= Grimmway Farms =

Carrot magnate

Grimmway Farms is the largest grower, producer, and shipper of carrots in the world. It is headquartered in Bakersfield, California, and was family owned and operated for more than 40 years until it was sold to a private equity firm in 2020 for an undisclosed price. Grimmway’s divisions include Grimmway Farms, Cal-Organic Farms, Bunny-Luv, and Bunny-Luv Organic. Its operations are in California, Colorado, Florida, Georgia, Oregon, and Washington. The company has been recognized for popularizing the baby-cut carrot.

==History==

Grimmway Farms was established in the mid-1960s when brothers Rodney Grimm and Robert Grimm started farming five acres of sweet corn on their grandfather's chicken farm in Anaheim, California.
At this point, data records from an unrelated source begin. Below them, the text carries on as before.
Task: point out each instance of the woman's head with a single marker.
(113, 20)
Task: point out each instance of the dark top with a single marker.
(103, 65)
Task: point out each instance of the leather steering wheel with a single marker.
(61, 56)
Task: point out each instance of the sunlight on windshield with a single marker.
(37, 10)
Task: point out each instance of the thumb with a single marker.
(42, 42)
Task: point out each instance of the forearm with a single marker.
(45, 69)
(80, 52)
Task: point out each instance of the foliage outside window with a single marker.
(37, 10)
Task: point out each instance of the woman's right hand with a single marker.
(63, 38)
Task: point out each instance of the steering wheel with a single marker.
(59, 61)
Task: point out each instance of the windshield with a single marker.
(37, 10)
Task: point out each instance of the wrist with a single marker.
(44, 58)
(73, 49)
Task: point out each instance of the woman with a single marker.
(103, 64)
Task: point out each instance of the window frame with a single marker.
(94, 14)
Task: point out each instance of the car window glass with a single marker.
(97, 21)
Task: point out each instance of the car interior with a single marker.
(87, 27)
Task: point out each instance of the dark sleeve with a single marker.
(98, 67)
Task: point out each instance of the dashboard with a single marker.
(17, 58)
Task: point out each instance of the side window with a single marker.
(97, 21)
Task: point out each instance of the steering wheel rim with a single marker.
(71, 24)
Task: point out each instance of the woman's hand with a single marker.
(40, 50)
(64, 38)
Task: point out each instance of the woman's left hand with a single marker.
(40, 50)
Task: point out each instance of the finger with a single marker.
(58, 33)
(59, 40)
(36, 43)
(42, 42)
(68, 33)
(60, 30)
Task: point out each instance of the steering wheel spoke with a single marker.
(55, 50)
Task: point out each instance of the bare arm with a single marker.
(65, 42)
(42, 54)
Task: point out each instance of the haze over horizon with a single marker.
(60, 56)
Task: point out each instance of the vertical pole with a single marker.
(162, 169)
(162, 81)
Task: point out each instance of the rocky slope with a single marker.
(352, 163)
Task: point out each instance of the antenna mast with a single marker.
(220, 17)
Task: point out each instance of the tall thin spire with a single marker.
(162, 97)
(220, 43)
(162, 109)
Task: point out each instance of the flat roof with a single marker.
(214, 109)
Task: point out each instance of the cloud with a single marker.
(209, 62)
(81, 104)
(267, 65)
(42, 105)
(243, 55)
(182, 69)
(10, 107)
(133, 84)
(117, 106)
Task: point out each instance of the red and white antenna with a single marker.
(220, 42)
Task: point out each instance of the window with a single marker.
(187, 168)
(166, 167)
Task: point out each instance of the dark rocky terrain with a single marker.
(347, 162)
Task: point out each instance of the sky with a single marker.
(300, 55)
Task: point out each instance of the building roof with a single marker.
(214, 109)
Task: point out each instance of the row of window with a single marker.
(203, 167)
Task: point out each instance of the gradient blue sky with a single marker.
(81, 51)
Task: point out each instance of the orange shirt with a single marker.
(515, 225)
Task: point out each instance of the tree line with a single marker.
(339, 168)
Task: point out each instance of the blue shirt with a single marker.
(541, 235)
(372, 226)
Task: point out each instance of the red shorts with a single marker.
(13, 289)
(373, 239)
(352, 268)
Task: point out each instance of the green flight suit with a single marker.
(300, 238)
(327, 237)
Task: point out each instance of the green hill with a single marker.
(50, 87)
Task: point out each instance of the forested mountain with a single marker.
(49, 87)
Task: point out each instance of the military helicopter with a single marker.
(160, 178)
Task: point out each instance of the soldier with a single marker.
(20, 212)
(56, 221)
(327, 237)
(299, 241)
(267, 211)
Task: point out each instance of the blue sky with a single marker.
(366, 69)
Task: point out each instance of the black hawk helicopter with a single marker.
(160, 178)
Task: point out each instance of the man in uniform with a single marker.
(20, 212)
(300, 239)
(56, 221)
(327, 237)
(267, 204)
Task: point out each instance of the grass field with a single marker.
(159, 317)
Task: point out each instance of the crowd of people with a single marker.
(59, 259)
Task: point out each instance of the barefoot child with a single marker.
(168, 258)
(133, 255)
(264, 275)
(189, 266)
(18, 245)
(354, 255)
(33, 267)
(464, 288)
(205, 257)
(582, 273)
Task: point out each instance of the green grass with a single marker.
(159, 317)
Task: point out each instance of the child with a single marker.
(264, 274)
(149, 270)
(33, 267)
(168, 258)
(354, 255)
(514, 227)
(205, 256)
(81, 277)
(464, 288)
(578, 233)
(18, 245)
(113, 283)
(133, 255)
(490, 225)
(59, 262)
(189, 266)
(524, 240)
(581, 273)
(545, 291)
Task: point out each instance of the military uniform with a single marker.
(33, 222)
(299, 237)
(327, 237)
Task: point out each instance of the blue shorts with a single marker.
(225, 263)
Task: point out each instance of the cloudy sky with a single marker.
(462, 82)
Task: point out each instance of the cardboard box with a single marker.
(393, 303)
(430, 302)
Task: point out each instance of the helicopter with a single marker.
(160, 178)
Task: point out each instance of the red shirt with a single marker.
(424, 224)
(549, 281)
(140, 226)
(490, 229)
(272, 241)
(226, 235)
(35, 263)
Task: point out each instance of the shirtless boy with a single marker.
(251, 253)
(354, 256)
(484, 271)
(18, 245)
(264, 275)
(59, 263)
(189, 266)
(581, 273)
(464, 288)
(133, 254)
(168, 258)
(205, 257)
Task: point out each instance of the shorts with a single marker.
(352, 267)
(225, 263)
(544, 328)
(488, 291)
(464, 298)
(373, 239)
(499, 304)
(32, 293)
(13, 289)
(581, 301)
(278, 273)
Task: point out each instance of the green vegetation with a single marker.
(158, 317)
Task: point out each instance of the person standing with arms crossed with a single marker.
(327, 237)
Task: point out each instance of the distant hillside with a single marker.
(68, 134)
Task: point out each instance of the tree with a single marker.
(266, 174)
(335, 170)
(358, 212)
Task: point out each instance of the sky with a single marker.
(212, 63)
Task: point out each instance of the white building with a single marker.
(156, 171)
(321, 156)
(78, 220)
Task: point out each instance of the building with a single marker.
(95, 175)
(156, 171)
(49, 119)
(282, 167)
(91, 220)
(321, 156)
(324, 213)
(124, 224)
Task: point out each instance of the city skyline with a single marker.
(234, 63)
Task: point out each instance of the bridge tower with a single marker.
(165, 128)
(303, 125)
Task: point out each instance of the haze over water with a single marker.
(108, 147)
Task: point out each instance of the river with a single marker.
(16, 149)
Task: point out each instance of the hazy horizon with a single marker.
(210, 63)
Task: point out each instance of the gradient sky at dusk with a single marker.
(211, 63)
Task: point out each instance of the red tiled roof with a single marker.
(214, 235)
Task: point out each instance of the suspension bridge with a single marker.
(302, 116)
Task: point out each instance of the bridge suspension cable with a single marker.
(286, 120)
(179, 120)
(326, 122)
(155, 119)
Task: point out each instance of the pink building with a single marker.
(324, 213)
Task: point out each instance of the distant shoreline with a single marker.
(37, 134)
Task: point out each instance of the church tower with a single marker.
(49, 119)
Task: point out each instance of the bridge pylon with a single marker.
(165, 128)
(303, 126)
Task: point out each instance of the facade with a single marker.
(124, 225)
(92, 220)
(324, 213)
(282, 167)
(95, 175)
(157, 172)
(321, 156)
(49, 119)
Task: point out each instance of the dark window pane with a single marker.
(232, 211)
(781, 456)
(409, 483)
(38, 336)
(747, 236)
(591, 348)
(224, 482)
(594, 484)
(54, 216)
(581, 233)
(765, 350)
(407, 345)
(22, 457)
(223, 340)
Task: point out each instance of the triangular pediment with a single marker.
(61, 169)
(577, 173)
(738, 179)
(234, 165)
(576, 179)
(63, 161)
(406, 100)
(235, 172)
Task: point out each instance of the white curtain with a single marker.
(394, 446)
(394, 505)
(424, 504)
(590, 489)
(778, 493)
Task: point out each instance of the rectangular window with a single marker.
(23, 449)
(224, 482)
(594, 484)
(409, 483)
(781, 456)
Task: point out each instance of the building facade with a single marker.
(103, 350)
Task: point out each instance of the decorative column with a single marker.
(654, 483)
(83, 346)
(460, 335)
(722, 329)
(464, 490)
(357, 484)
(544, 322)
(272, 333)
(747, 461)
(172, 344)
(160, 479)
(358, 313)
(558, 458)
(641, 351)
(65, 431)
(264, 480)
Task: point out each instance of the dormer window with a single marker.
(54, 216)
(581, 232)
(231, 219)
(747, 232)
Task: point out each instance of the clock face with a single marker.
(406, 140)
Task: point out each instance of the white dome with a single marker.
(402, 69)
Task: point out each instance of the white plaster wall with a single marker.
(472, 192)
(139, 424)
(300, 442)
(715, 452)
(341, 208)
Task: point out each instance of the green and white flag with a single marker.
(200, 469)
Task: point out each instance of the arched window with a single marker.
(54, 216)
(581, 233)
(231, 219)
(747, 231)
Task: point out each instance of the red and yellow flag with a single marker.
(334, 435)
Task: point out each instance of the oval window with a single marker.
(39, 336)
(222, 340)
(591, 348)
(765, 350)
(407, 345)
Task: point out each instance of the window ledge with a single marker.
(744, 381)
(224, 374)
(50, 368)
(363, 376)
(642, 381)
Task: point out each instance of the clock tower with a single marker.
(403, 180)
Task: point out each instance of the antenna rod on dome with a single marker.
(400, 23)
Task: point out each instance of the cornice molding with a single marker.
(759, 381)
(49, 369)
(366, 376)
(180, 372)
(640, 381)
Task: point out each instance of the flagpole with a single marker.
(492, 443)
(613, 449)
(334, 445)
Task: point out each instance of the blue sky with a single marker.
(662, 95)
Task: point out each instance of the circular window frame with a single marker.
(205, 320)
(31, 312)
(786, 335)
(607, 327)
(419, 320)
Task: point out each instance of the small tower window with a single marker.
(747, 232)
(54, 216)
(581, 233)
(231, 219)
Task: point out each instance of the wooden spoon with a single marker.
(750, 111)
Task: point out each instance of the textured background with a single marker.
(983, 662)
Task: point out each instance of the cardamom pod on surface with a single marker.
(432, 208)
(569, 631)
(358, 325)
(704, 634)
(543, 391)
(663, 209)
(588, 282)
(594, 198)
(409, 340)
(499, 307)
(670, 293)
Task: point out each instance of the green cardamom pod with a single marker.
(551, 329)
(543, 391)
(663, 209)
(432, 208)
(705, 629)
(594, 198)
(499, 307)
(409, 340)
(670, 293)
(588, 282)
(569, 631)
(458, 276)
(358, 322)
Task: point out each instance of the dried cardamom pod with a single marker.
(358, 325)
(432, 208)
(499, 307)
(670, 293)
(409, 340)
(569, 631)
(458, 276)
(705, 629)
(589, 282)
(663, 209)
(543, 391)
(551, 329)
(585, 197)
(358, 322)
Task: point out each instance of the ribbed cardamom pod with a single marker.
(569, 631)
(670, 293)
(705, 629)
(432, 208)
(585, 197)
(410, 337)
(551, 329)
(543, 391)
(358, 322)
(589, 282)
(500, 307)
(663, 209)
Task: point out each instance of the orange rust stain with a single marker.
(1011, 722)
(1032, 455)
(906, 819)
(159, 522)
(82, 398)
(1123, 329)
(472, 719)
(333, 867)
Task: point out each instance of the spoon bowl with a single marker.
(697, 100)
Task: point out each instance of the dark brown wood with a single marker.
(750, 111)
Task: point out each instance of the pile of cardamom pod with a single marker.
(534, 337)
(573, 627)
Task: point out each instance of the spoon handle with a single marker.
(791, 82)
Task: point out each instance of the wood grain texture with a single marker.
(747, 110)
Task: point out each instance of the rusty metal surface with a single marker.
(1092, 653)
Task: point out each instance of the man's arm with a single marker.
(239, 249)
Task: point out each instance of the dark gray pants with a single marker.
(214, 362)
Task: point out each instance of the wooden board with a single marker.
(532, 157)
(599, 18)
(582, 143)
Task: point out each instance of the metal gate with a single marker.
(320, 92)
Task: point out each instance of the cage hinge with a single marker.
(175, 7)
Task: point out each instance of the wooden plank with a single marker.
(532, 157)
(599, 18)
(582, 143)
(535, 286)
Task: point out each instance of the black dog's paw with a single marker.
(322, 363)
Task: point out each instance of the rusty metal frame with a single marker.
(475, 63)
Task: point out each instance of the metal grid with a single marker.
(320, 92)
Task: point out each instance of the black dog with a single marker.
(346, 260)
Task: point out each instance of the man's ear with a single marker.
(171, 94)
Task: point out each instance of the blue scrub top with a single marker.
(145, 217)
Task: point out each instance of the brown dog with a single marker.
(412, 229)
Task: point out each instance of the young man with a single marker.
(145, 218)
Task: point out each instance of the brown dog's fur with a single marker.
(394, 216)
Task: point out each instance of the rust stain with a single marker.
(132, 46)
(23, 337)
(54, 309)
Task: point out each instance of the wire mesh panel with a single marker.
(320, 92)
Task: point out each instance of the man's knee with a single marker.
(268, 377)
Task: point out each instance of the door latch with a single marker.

Through the years, they added other crops, which they sold alongside the corn in small family-run roadside produce stands. In the early 1980s, after the concept of baby carrots was successfully test-marketed by another company in Los Angeles, the Grimm brothers relocated to Kern County and began processing baby carrots. By 2002, the company was able to process millions of pounds of baby carrots a day.

In 1991, Grimmway Farms began expanding into different areas of agriculture with the acquisition of Belridge Farms (citrus). The expansion continued with the acquisition of Mike Yurosek & Sons, another carrot processing company, in the early 1990s.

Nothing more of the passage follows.